Three large rubberized feet offer a nice base for you to set the stick on. The tripod configuration of the rubber feet offer a good amount of traction and it stayed still nicely on all the desk surfaces I tested on. Its wide base keeps the stick stable during all sorts of fast action. By taking off the bottom of the base, you insert three AA batteries to power the stick.
If you own other Logitech wireless game controllers, the receiver will look very familiar. On the front is a connection button with an LED underneath. If, for some reason the connection between the receiver and the joystick gets interrupted, you can reconnect the two by pushing the connect button and then any button on the joystick. A solid green means that you have a solid connection. If it’s blinking then you need to connect the joystick. On the joystick base there’s a clear Logitech logo that lights green when connection is made and orange when searching for the receiver.
Plugging the receiver in the USB port of my Windows XP computer, the OS had no problem recognizing the joystick and setting it up for operation. Without using any of the Logitech software, I went into the Control Panel and game controllers to see if it was operational. Sure enough, the joystick showed up correctly labeled and testing each function yielded the appropriate response. Pressing multiple buttons and performing movements with the stick and hat also showed up correctly in the test window.I do suggest installing the software though as it adds the ability to double all the buttons by assigning one as a shift button. You can also adjust the deadzone of the stick and also load profiles for certain games.

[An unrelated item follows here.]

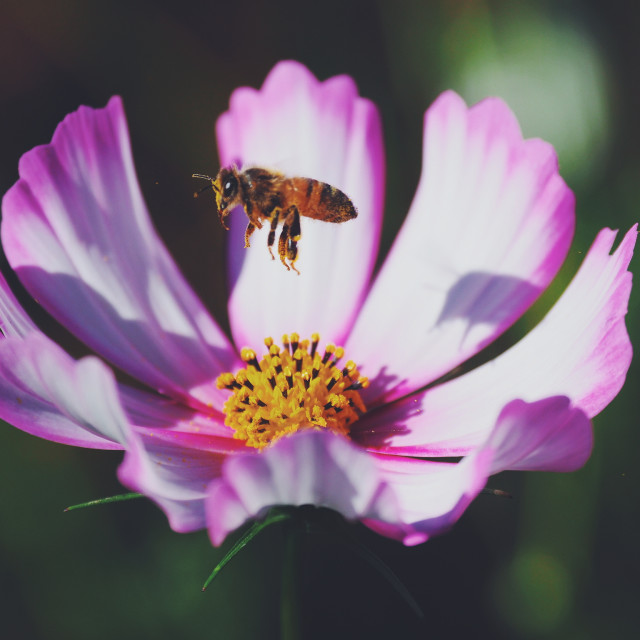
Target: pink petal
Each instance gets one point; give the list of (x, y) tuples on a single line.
[(581, 350), (172, 455), (310, 467), (548, 435), (45, 392), (14, 321), (76, 230), (312, 129), (490, 225)]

The one game I really was anxious to use this stick with was Battlefield 1942
. Battlefield 1942
is a game that you really need more than one controller to truly play. With a wireless mouse and keyboard setup already, having a wireless controller for flying can really help alleviate the mess around your playing area along with being able to switch between devices without having to deal with cords. Spending a good amount of time with the game, I found flying with the Freedom 2.4 Cordless
to be trouble and lag free. The stick was a bit touchy though but that was taken care of by increasing the deadzone. After I adjusted it to my liking, flying was a breeze. Having more than enough buttons to control the plane, I was soaring the skies with the greatest of ease. The controller worked out really well and I didn’t notice any delay when pressing a button or moving the stick. Playing Mechwarrior 4: Mercenaries
I had another solid experience using the controller. Torso twist was easily accomplished by the twisting handle and I had no problems controlling the speed of the mech with the throttle.
The Freedom 2.4 Cordless
stick is one great piece of work coming from Logitech. It offers lag free gameplay with a good amount of buttons for you to program. While I do have a few minor gripes about the layout of the top, overall I really liked how the stick handled. Logitech continues to offer great cordless solutions and the Freedom 2.4 Cordless
is no exception.
The Freedom 2.4 Cordless works and works well. With enough buttons to go around, you'll be flying planes or piloting mechs with no lag.